“Antigone” skillfully asks difficult questions

Torrey Theatre’s spring production performs tragedy in a unique way.


John Patrick Uy


Bethany Higa, Writer

Torrey Theatre presents the Greek tragedy “Antigone,” a gripping play about one woman’s actions in defiance of the law. Directed by Lauren Frey, junior English major, the production interprets the play in a modern setting of the Greek civil war during the late 20th century.

Universal Themes

Sophocles wrote “Antigone” in 441 B.C. as the third of his Theban plays. Despite the play’s ancient Greek setting, its content remains mostly free from political affiliation and assertions within Sophocles’ background. Instead, it focuses on universal themes of duty and morality, presenting an emotional conflict between the law of heaven and the law of the state.

“The reason why it’s such a timeless story, why it’s still around so many years later, is because there’s always going to be the question of faith and the question of civil law,” Frey said. “There’s always going to be that dichotomy no matter where you go, no matter who you are. It seems like it’s just a part of human nature.”

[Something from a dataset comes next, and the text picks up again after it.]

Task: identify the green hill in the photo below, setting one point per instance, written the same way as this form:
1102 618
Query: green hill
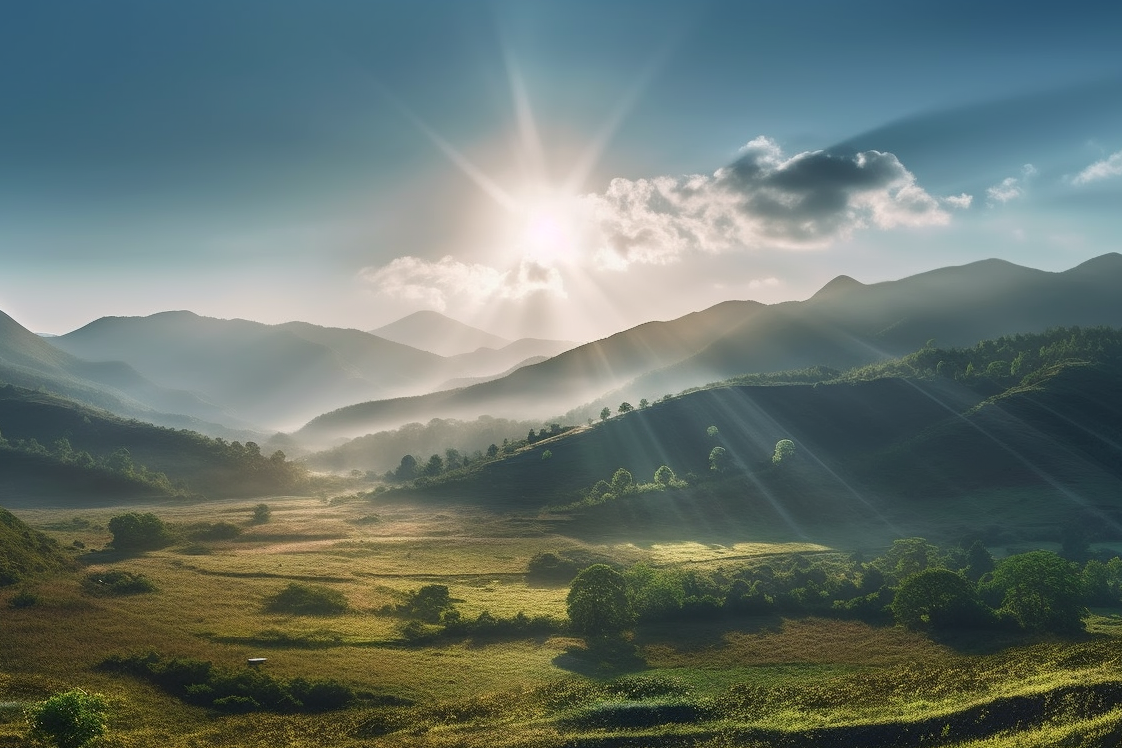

The story follows a young woman named Antigone, played by Charlotte Stobbe, junior communication studies major, who wants to give her brother Polyneices a proper burial after his death in the war. Though her sister warns against it, Antigone feels that she acts in accordance with the gods’ decree. However, the ruler Creon, played by Ryan Reynolds, freshman chemistry major, bans such a burial in an attempt to establish peace, as Polyneices died a traitor and should not be memorialized. The plot becomes further complicated by the family ties that bind them, as Antigone is betrothed to Creon’s son Haemon. As tension builds, both Antigone and Creon struggle to understand the role they must play in their duties, their families and their society.

“I really admire Antigone’s resolve,”  Stobbe said. “She has made up her mind that what she has to do is the right thing to do in the eyes of the gods and the justice of heaven. She sticks with that no matter what.”

Conflict of Passions

The play deals with a conflict of passions, reflected through the characters’ distinct motivations. Although one may identify more strongly with Antigone, who advocates for moral justice, or Creon, who advocates for civil unity, it is clear that neither of them are truly the hero or the villain.

“I want the audience to find a character to sympathize with and see themselves in, and understand both the good and bad in the character,” Frey said.


As a tragedy, “Antigone” does not convey a singular theme but instead suggests the audience to consider the issues on their own terms. The play deals with passion, grief, honor and death, topics not always easily addressed.

“It’s not something we really like that much today. We don’t like tragedies, so it almost doesn’t make sense to want to do one,” Reynolds said. “But one of the things we found really cool was that tragedy is not really aiming precisely for a moral, or some truth you can directly apply to yourself. I think what a tragedy is really getting at is understanding.”

Regardless of Time Period

Rehearsals for “Antigone” began in February and continued with two to three practices a week. The 12-person cast consists entirely of Torrey students, each with varying levels of theatre experience. During rehearsals, they sought not only to memorize lines and learn about the play, but also to reflect deeply on the characters and ideas within it. Regardless of the time period, they felt the play reflected key themes that still exist in the world.

“For the first month of production, we were constantly talking about what our characters represented in current society,” said Derrick Keller, freshman English major in the ensemble. “I think the common misconception is to portray it as this period piece in togas… but I really appreciate this adaptation because it’s so helpful to be able to see things in a modern light, to think about how it applies today.”


“Antigone” will show in Mayers auditorium on April 28-29 at 8 p.m., April 30 at 2 p.m. and 8 p.m. and May 1 at 3 p.m. Tickets are available in the Torrey Office, outside the Caf or at the door for $5, cash only.